Part 14 of a 20 part rundown of my favourite tracks of last year
On Stationary Silo came packing only one weapon. It’s a hard one to describe: there’s a short arpeggio left to reverberate whilst a dirty, fuzzed out bass barges into the signal, distorting it and making it something strange, woozy, slightly off. It’s bass used like the more powerful weapons on Geometry Wars 2, sending the sound waves hurtling and rippling like the grid that makes up the backdrop of that game (if this reference means nothing to you I implore you to rectify that). The drums try to get a lock on this strange groove but feel like they’re sliding off – perhaps it’s just musical illiteracy on my part but whenever I’m listening to Stationary I can’t get a handle on what they’re doing. It’s like they’re almost locked into a beat but things are just stuttered enough so that it seems to never quite achieve it. And yet it works. It’s a potent enough weapon to fuel a song; it’s such a discombobulating affair they don’t need another.

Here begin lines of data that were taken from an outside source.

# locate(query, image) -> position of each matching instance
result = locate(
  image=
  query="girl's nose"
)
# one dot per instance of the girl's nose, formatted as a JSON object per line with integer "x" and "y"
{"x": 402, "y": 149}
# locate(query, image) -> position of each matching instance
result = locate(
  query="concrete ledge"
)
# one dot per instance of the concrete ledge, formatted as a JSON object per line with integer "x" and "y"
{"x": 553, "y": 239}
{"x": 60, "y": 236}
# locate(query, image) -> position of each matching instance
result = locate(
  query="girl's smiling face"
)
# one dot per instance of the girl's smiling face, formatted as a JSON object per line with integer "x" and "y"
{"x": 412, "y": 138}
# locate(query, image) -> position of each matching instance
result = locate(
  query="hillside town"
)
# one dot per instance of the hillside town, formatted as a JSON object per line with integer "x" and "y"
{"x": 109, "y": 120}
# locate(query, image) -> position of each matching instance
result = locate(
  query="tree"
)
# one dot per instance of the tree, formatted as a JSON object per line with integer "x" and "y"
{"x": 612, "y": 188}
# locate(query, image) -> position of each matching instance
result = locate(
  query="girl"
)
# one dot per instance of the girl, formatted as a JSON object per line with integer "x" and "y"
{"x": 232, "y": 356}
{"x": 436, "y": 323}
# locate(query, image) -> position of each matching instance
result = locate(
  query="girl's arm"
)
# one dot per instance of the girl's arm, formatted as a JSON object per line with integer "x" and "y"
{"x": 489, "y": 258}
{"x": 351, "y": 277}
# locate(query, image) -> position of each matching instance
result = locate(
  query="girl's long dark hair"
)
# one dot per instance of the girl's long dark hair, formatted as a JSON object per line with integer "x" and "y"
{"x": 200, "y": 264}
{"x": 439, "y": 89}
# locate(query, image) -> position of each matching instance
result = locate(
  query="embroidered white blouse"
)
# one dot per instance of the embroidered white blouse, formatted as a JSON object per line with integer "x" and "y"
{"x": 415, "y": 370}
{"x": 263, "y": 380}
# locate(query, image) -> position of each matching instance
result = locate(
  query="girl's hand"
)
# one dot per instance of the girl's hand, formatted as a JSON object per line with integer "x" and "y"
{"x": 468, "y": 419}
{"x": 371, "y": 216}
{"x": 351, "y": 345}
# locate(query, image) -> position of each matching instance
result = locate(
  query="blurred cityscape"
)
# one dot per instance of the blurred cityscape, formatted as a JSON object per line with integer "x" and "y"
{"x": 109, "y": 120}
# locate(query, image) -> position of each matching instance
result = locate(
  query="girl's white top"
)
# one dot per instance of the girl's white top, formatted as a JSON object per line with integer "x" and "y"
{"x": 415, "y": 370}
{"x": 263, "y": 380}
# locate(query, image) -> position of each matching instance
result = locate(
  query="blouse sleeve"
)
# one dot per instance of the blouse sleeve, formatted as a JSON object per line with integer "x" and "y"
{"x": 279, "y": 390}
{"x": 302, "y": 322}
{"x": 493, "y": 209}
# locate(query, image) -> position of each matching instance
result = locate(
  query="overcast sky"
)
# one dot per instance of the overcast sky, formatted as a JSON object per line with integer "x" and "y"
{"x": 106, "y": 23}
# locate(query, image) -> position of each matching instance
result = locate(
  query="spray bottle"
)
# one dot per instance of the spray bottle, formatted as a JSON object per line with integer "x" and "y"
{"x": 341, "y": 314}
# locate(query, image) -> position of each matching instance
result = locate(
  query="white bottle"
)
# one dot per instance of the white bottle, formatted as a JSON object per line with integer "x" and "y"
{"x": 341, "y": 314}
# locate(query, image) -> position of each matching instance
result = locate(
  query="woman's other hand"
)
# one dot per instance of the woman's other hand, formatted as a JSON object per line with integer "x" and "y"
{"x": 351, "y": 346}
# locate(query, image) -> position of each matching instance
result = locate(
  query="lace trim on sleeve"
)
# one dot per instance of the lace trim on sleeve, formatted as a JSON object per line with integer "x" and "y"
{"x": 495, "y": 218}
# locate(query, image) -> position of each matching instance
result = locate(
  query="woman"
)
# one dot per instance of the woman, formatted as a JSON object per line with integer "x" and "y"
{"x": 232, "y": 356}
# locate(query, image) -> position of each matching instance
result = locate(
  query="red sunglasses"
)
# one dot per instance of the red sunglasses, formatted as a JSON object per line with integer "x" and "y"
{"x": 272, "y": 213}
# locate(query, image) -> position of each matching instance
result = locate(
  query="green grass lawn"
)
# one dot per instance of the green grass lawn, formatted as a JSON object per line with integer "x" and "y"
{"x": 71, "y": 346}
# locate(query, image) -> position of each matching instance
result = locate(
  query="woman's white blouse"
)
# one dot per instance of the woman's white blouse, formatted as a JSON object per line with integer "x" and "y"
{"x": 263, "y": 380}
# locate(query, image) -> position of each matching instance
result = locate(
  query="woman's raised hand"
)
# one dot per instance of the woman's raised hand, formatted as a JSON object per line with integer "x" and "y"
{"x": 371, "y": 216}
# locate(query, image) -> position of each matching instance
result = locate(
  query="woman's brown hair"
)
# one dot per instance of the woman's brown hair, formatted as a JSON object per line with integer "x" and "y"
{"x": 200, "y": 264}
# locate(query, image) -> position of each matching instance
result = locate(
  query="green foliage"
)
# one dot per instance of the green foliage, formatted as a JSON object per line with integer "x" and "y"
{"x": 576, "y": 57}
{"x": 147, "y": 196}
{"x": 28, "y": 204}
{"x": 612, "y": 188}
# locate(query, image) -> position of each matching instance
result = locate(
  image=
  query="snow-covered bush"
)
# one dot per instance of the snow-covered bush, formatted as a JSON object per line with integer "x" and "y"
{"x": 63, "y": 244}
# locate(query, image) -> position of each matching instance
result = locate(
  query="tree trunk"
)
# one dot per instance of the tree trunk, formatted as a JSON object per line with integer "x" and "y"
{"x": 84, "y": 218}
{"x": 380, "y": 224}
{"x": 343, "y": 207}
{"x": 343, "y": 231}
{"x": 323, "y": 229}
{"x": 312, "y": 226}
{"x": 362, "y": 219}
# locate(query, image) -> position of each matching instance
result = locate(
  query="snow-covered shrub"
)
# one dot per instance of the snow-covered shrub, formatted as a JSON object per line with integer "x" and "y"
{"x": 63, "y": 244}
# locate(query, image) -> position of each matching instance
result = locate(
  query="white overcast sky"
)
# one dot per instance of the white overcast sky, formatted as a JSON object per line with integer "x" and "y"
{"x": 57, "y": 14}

The creation of it’s parent record Work was by all accounts spent mostly in front of computers manipulating the guitar sounds with meticulous precision until they sounded just wrong. Which sounds about right – it fits the industrial, mechanical vibe of the album. And it’s too good an effect to have been an accident. As for the rest of the song, well, the vocals are fine and fit the song but once it let’s you out of it’s haze you can barely remember a word that’s been sung. And whilst there are some other effects in the mix but mostly it’s just that one, persistent, awkward rhythm driving on, eventually deconstructing and reconstructing itself that makes it. Sometimes doing one thing well is enough.